[Bug target/79581] VFP4 slower than VFP3 in C-ray on Cortex A5
https://gcc.gnu.org/bugzilla/show_bug.cgi?id=79581 --- Comment #8 from PeteVine --- I've just confirmed the result on a newer Linux distribution (Ubuntu 16.04) and the difference between VFPv3 and v4 is clearly there (2330 vs 2560) using gcc 5.4. Unless the CPU itself requires an erratum, that probably leaves suboptimal codegen as the main suspect.
[Bug target/79581] VFP4 slower than VFP3 in C-ray on Cortex A5
https://gcc.gnu.org/bugzilla/show_bug.cgi?id=79581 --- Comment #7 from PeteVine --- Thanks, I promise to test any patches without delay :)
[Bug target/79581] VFP4 slower than VFP3 in C-ray on Cortex A5
https://gcc.gnu.org/bugzilla/show_bug.cgi?id=79581 Ramana Radhakrishnan changed: What|Removed |Added Status|UNCONFIRMED |NEW Last reconfirmed||2017-06-15 CC||ramana at gcc dot gnu.org Ever confirmed|0 |1 --- Comment #6 from Ramana Radhakrishnan --- (In reply to PeteVine from comment #4) > > Judging by your -mcpu option is this on a Cortex-A5? > > Yes, if you look at the results on a Cortex A53 running armv7 code, it > doesn't reproduce either, and A5-codegen is king :) (hopefully due to > in-order design or sth) > > https://gcc.gnu.org/bugzilla/show_bug.cgi?id=53659#c12 > > A quick question regarding -mcpu=cortex-a5 codegen; is there a similar > switch to llvm's `-slowfpvmlx` feature? (disable slow vmla/vmls), which the > nice ARM guy divulged here: > > https://bugs.llvm.org//show_bug.cgi?id=26135#c9 > > or is it a non-issue in gcc? No, there isn't a similar switch to that in GCC that I'm aware of. It's also not yet clear why the change is - the only difference is as per kyrill's analysis in c#3 I'm going to confirm this but I don't have Cortex-A5 hardware to investigate / play with this any further.

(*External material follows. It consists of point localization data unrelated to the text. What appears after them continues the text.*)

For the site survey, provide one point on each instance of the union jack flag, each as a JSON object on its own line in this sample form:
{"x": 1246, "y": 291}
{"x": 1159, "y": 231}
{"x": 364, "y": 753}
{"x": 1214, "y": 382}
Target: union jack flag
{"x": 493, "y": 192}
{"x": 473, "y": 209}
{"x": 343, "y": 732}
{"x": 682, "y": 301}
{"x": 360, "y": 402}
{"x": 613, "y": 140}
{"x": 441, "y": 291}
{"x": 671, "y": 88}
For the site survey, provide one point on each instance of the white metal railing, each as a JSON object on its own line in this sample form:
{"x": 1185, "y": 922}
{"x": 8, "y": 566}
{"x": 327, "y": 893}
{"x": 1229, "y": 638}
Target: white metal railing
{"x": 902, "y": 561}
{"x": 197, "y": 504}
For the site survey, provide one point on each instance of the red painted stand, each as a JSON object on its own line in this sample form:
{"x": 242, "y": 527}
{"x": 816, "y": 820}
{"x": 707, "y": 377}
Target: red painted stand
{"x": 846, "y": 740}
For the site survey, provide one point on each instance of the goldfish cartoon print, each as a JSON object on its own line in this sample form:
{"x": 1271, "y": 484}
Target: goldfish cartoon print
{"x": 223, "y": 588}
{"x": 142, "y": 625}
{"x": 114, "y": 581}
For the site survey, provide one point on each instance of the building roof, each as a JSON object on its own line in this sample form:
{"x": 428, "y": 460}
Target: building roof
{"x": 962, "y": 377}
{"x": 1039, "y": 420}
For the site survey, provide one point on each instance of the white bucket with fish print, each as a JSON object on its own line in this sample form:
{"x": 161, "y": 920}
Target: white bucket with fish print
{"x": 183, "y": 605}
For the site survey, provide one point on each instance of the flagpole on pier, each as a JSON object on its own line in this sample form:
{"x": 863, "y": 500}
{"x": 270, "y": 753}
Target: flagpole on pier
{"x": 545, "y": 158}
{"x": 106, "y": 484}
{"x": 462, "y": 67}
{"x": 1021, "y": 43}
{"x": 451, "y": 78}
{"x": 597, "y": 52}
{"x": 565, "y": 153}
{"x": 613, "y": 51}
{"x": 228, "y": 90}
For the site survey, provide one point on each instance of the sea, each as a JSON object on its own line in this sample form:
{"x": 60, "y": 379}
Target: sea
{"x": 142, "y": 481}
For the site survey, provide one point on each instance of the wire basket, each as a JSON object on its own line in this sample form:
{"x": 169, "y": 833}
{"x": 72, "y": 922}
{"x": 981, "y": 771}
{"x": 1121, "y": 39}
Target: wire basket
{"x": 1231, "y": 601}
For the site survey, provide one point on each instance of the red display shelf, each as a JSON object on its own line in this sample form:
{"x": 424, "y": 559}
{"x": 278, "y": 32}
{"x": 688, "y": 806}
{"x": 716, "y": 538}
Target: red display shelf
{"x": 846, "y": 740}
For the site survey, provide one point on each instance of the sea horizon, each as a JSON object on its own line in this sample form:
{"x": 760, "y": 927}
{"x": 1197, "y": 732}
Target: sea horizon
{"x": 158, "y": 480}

[Bug target/79581] VFP4 slower than VFP3 in C-ray on Cortex A5
https://gcc.gnu.org/bugzilla/show_bug.cgi?id=79581 --- Comment #5 from PeteVine --- Unchanged in gcc version 8.0.0 20170501.
[Bug target/79581] VFP4 slower than VFP3 in C-ray
https://gcc.gnu.org/bugzilla/show_bug.cgi?id=79581 --- Comment #4 from PeteVine --- > Judging by your -mcpu option is this on a Cortex-A5? Yes, if you look at the results on a Cortex A53 running armv7 code, it doesn't reproduce either, and A5-codegen is king :) (hopefully due to in-order design or sth) https://gcc.gnu.org/bugzilla/show_bug.cgi?id=53659#c12 A quick question regarding -mcpu=cortex-a5 codegen; is there a similar switch to llvm's `-slowfpvmlx` feature? (disable slow vmla/vmls), which the nice ARM guy divulged here: https://bugs.llvm.org//show_bug.cgi?id=26135#c9 or is it a non-issue in gcc?
[Bug target/79581] VFP4 slower than VFP3 in C-ray
https://gcc.gnu.org/bugzilla/show_bug.cgi?id=79581 --- Comment #3 from ktkachov at gcc dot gnu.org --- I can't reproduce the difference on my machine. Judging by your -mcpu option is this on a Cortex-A5? As far as codegen goes the major difference I can see is that the vfpv4 version generates vfma instructions instead of vmla ones. Also there are cases where the vfpv3 version will generate multiple vmls instructions whereas the vfpv4 one will generate an explicit vneg followed by vfma instructions
[Bug target/79581] VFP4 slower than VFP3 in C-ray
https://gcc.gnu.org/bugzilla/show_bug.cgi?id=79581 --- Comment #2 from PeteVine --- Created attachment 40769 --> https://gcc.gnu.org/bugzilla/attachment.cgi?id=40769=edit sphract The other file required to run the benchmark straight from bugzilla! :)
[Bug target/79581] VFP4 slower than VFP3 in C-ray
https://gcc.gnu.org/bugzilla/show_bug.cgi?id=79581 PeteVine changed: What|Removed |Added Target||armv7 --- Comment #1 from PeteVine --- Distilled from PR79105 as a separate issue, not related to NEON and autovectorization.